The authentication system itself wouldn't need to store much information - if I were running it I'd mainly have it store data that's common to the accounts you set up with any other site, such as name, email address(es), mailing/billing/shipping address, phone #s, etc. You would have the option to store credit card and bank account information for payment purposes, but it wouldn't be required.
You could set up preferences for whether you want to use a single login cookie for an entire browsing session or have to authenticate to each site separately, or even have individual profiles for each site. You'd also have a master control panel that you could use to review each site's profile and modify, discontinue, or even block access.
You could add all kinds of services to this basic system. Examples that I can think of off the top of my head include:
* A feedback/profiling system that alerts you to a site's reputation and alerts of reported scams, sort of like a BBB rating.
* You could link multiple accounts within a family and set up a "parental" or supervisory account that lets you set parental controls, browsing times, track logins to sites, etc.
* Businesses could provide additional services based on the voluntarily shared contents of your profile. This would work by having a "public" authentication layer where sites can share specific data with each other based on your profile without being able to impersonate you. As an example, you could let Amazon and Barnes & Noble share your book and music ratings to give improved recommendations.

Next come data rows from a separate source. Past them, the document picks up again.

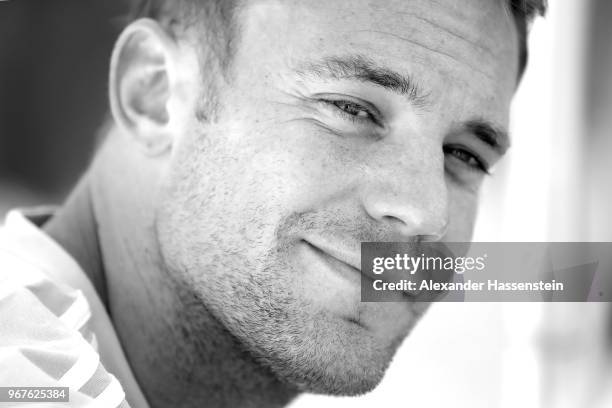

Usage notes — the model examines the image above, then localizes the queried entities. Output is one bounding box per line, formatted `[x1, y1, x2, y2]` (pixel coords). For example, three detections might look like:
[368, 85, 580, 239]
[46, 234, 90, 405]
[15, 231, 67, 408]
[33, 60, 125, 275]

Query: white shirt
[0, 211, 148, 408]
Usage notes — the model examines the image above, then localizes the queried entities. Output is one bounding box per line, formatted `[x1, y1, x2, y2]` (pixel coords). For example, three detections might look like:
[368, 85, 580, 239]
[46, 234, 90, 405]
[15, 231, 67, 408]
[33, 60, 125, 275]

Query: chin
[253, 310, 400, 396]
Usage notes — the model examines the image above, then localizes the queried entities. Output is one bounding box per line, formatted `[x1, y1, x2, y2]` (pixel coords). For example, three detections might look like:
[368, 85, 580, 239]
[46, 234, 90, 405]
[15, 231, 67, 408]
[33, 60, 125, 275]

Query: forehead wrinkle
[355, 29, 495, 80]
[296, 54, 431, 107]
[382, 11, 495, 56]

The cost of the system could be easily absorbed by (a) charging users a small fee for universal access, (b) charging businesses a fee based on usage - for example, a forum wouldn't need anything more than basic access and would pay little or nothing, while an online store might pay 0.5% of sales or a fixed rate per user or something. This is almost certainly less than these businesses already spend on password security.
The weakness of this system, of course, is that if your universal authentication is compromised, someone could access everything, not just an isolated subset of your data. To offset that, two-factor authentication would be much easier to manage (and indeed, market) if it's associated with a single site instead of dozens or hundreds. Identity theft would become obsolete overnight if the hackers had to get physical possession of a SecurID or similar dongle to access your accounts.
On the privacy side, the government could indeed exercise power to access everything you do online. Hell, they can do that now; it would just become a lot easier. The trick is to remember that the government must ultimately be responsible to the people, and if things get to the point where you have to hide everything you do from Big Brother, it's no longer a democratic country. In other words, you have to trust them at least to a certain point, and if you don't, well - you might as well move or shoot yourself or go hide in a cellar in Montana or something.